Critics of the government expressed outrage that Cummings had broken strict rules that for two months have prevented Britons from visiting elderly relatives, comforting dying friends or even attending the funerals of loved ones. The opposition Labour Party has called for an official investigation.
Cummings is a key but contentious figure in Johnson’s administration. A self-styled political disruptor who disdains the media and civil service, he was one of the architects of the successful campaign to take Britain out of the European Union, and orchestrated the Conservatives’ decisive election victory in December.
Government ministers defended him as a father concerned for the welfare of his child who traveled to be near his family but self-isolated in a separate building, away from his elderly parents.

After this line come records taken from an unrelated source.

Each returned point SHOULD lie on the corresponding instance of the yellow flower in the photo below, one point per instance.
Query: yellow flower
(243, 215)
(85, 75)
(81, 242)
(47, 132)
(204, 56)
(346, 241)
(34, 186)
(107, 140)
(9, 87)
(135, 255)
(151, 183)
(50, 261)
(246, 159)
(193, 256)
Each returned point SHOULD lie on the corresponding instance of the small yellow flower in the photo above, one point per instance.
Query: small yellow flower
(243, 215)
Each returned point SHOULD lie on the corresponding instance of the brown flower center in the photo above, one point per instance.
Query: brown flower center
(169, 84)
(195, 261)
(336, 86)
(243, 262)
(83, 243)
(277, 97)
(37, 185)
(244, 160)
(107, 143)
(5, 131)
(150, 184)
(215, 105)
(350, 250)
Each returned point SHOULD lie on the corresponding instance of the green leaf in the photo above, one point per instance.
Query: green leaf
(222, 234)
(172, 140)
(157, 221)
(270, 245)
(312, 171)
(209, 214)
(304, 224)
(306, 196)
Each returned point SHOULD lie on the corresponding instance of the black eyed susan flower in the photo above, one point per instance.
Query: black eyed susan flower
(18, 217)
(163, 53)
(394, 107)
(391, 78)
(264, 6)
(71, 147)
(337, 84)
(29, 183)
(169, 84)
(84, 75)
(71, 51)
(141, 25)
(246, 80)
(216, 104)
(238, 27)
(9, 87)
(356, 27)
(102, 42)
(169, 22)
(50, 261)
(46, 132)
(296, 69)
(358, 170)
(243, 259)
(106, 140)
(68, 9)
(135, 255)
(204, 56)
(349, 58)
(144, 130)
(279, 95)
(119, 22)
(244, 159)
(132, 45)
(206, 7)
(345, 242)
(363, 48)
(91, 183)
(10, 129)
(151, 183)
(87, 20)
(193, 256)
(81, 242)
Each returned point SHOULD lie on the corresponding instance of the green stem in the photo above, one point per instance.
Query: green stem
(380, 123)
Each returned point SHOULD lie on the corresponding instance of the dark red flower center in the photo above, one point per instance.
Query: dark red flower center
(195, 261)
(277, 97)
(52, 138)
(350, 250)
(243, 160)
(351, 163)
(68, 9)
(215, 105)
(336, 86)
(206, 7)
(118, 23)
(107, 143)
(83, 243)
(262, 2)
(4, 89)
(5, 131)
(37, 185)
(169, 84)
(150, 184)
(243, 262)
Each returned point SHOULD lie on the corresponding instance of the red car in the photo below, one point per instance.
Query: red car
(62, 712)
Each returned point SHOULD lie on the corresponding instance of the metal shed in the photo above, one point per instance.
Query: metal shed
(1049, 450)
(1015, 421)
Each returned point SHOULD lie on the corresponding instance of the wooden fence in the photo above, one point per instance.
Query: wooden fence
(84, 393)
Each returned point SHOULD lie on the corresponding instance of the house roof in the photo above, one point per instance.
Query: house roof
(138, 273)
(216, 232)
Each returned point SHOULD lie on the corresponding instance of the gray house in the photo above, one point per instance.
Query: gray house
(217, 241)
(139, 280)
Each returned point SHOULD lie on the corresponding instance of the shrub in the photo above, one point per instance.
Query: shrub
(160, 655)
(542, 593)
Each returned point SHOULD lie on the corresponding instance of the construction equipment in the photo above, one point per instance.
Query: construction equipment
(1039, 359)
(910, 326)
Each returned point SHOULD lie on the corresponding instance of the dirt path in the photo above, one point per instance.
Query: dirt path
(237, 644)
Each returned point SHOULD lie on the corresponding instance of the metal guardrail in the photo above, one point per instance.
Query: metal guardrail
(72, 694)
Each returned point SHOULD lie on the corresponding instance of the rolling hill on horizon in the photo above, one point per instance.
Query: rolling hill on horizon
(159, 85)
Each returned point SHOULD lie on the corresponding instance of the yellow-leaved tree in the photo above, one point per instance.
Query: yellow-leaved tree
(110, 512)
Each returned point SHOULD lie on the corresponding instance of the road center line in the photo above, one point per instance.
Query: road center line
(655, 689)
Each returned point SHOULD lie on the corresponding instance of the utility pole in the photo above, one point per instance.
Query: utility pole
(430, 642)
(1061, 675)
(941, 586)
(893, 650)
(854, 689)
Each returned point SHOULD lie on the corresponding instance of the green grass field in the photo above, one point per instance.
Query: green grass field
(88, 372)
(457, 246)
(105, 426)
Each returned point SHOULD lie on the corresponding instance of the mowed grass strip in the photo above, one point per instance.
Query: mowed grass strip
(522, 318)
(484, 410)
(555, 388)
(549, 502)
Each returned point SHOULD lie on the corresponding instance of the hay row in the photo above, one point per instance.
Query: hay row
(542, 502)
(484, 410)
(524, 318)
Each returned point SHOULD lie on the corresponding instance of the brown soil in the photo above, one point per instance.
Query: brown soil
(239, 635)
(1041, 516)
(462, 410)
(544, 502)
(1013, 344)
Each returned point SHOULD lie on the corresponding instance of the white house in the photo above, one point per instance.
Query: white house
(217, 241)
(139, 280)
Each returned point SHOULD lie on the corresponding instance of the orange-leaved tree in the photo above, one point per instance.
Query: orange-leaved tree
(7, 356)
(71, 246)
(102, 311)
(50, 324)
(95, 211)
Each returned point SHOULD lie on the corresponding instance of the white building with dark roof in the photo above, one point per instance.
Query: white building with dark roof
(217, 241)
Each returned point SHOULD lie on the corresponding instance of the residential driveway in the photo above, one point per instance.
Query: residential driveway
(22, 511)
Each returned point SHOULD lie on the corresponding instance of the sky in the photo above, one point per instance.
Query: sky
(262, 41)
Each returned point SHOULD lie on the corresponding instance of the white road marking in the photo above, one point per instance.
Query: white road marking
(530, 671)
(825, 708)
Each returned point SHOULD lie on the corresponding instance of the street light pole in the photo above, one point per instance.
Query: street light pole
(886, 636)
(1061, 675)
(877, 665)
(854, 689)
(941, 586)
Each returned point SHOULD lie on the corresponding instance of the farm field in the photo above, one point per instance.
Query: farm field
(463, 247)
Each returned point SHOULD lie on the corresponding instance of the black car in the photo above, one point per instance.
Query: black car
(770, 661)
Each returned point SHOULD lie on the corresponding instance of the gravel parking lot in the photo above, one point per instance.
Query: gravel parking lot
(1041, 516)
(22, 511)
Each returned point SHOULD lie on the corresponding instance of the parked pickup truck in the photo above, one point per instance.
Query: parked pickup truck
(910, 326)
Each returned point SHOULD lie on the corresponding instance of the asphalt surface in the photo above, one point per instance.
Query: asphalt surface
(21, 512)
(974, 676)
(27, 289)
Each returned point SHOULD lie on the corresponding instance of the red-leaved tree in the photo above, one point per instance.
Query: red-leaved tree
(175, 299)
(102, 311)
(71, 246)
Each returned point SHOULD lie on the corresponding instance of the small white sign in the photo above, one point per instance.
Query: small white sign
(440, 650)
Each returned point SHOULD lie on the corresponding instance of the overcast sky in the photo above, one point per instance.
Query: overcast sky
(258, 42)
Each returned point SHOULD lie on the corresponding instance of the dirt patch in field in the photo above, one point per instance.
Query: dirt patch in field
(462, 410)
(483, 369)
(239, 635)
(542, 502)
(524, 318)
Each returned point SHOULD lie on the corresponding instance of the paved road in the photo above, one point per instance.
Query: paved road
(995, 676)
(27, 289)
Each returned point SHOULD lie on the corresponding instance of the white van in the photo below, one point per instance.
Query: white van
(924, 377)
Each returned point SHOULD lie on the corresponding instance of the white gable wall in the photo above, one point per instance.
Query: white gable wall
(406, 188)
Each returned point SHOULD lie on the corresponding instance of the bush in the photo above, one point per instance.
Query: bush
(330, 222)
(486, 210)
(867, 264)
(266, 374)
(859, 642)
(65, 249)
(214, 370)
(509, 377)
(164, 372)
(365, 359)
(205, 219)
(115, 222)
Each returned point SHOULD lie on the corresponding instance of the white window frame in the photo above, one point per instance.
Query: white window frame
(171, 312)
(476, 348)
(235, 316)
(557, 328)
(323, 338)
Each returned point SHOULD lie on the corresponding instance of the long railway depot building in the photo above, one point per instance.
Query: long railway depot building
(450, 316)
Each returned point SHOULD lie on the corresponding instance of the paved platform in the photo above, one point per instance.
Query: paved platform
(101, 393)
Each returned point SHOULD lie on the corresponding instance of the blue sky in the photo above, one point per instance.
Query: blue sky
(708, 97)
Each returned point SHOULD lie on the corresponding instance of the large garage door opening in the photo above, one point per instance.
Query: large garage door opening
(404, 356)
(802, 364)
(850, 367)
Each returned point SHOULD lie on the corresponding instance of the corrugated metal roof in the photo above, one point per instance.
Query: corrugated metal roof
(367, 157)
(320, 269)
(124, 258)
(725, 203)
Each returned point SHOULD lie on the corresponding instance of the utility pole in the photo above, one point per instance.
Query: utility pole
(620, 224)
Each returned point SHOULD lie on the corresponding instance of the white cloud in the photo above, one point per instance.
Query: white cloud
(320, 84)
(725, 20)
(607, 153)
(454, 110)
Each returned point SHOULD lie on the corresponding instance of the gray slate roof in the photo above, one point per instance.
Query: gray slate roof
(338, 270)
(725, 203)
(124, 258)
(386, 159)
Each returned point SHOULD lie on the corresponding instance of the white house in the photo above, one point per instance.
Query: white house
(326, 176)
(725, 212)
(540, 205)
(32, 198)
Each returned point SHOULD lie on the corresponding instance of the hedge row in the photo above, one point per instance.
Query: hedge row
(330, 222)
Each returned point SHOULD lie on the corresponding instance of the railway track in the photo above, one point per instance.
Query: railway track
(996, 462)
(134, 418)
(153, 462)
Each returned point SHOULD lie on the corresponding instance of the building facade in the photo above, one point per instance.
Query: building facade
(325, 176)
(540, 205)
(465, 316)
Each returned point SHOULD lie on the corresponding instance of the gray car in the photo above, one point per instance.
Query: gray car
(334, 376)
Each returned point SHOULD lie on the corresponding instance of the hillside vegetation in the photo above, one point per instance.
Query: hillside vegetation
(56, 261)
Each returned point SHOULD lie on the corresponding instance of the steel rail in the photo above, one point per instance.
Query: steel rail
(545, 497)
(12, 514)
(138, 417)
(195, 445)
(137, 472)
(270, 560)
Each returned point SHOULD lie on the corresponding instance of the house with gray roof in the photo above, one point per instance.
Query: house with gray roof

“The most important thing is that Mr. Cummings and his family remained locked down” for 14 days once they arrived in Durham, said Transport Secretary Grant Shapps, who added that Cummings would not resign.
Shapps denied a second claim that Cummings was spotted again in Durham on April 19, after he had recovered from the virus and returned to work in London. But he said he did not know the truth of a report in Sunday newspapers that Cummings had visited a town 30 miles (50 kilometers) from Durham on April 12.
Johnson’s government is already facing criticism for its response to a pandemic that has hit Britain harder than any other European country. Britain’s official coronavirus death toll stands at 36,675, the second-highest confirmed total in the world after the United States. Statistics that include suspected as well as confirmed virus cases put the toll well over 40,000.
The U.K. is gradually easing its lockdown, allowing more outdoor recreation and letting some shops and businesses reopen. The government hopes primary schools can start reopening in June, though many parents and teachers worry that it is not yet safe to do so.
Cummings is one of several senior U.K. officials to be accused of flouting the lockdown rules.
Epidemiologist Neil Ferguson stepped down a s government scientific adviser earlier this month after a newspaper disclosed that his girlfriend had crossed London to stay with him during the lockdown. In April, Catherine Calderwood resigned as Scotland’s chief medical officer after twice traveling from Edinburgh to her second home.